Doris' capability of cold and hot data separation provides the foundation of our cost reduction strategies in data processing.
Based on the TTL mechanism of Doris, we only store data of the current year in Doris and put the historical data before that in TDW for lower storage cost.
We vary the numbers of copies for different data partitions. For example, we set three copies for data of the recent three months, which is used frequently, one copy for data older than six months, and two copies for data in between.

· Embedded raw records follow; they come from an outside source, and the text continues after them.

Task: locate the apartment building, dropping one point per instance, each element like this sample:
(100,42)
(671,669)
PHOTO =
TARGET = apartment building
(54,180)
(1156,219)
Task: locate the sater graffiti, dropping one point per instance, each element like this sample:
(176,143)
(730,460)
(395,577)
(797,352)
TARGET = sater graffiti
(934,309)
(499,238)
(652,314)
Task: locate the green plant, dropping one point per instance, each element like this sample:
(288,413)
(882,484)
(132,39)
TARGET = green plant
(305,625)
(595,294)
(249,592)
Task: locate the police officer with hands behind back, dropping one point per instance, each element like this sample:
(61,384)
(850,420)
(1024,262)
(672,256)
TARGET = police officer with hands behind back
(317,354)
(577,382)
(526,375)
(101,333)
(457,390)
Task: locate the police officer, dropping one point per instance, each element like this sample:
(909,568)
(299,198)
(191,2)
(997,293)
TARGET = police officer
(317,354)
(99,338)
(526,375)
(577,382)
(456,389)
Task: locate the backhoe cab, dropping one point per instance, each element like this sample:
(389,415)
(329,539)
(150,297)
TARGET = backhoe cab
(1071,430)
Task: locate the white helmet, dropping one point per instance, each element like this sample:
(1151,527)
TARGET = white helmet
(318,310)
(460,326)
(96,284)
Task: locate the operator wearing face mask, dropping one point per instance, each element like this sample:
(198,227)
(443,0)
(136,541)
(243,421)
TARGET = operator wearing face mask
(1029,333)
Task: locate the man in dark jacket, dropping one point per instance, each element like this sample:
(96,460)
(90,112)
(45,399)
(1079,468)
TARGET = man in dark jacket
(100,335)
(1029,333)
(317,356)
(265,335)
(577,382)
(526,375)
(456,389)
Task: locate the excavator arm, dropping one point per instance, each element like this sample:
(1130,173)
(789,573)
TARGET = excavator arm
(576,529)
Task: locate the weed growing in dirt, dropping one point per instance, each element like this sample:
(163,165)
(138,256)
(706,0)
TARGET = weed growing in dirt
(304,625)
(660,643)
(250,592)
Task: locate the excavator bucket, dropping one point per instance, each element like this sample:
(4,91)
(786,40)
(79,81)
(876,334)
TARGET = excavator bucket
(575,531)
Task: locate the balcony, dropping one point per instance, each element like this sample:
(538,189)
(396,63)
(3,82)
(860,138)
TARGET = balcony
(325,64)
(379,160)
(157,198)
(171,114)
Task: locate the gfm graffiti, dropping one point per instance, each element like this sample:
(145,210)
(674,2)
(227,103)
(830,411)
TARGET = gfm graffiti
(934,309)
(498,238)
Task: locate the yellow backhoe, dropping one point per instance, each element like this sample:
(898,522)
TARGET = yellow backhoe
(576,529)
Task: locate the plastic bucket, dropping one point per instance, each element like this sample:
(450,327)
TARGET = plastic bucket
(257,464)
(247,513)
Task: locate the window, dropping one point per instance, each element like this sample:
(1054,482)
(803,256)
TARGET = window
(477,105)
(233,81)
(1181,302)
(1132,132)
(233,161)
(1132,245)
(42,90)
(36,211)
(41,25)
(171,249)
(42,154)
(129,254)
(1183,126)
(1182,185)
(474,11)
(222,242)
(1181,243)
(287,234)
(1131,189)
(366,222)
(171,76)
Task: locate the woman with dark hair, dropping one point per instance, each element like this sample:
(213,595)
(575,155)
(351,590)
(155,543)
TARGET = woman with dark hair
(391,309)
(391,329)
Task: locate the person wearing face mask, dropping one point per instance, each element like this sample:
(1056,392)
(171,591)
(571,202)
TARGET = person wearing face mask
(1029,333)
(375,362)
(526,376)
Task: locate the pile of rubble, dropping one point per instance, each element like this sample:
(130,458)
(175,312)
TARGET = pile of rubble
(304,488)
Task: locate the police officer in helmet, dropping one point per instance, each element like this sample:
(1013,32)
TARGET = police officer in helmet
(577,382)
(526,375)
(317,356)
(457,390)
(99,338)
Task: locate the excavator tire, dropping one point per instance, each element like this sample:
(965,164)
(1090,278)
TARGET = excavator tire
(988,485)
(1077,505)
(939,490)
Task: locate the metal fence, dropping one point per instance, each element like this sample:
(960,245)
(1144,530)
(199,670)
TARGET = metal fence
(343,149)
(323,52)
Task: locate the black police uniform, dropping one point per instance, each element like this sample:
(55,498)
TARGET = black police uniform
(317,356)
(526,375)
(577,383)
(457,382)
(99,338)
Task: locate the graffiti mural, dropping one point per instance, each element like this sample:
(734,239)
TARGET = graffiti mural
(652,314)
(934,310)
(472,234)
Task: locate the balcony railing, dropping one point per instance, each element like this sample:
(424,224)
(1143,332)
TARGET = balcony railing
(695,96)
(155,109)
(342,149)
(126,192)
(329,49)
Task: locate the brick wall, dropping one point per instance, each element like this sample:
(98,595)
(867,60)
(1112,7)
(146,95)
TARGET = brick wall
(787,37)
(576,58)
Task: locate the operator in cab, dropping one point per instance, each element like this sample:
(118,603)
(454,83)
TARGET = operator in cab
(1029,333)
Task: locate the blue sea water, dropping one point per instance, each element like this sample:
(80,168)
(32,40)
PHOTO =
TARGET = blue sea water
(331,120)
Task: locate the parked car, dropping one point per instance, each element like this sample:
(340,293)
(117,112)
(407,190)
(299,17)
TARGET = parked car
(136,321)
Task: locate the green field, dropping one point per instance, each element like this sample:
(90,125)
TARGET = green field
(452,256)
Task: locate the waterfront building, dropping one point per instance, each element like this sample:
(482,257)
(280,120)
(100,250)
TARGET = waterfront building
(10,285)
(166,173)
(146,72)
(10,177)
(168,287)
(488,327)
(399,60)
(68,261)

Doris supports turning hot data into cold data so we only store data of the past seven days in SSD and transfer data older than that to HDD for less expensive storage.
Thank you for scrolling all the way down here and finishing this long read. We've shared our cheers and tears, lessons learned, and a few practices that might be of some value to you during our transition from ClickHouse to Doris. We really appreciate the help from the Apache Doris community and the SelectDB team, but we might still be chasing them around for a while since we attempt to realize auto-identification of cold and hot data, pre-computation of frequently used tags/metrics, simplification of code logic using Materialized Views, and so on and so forth.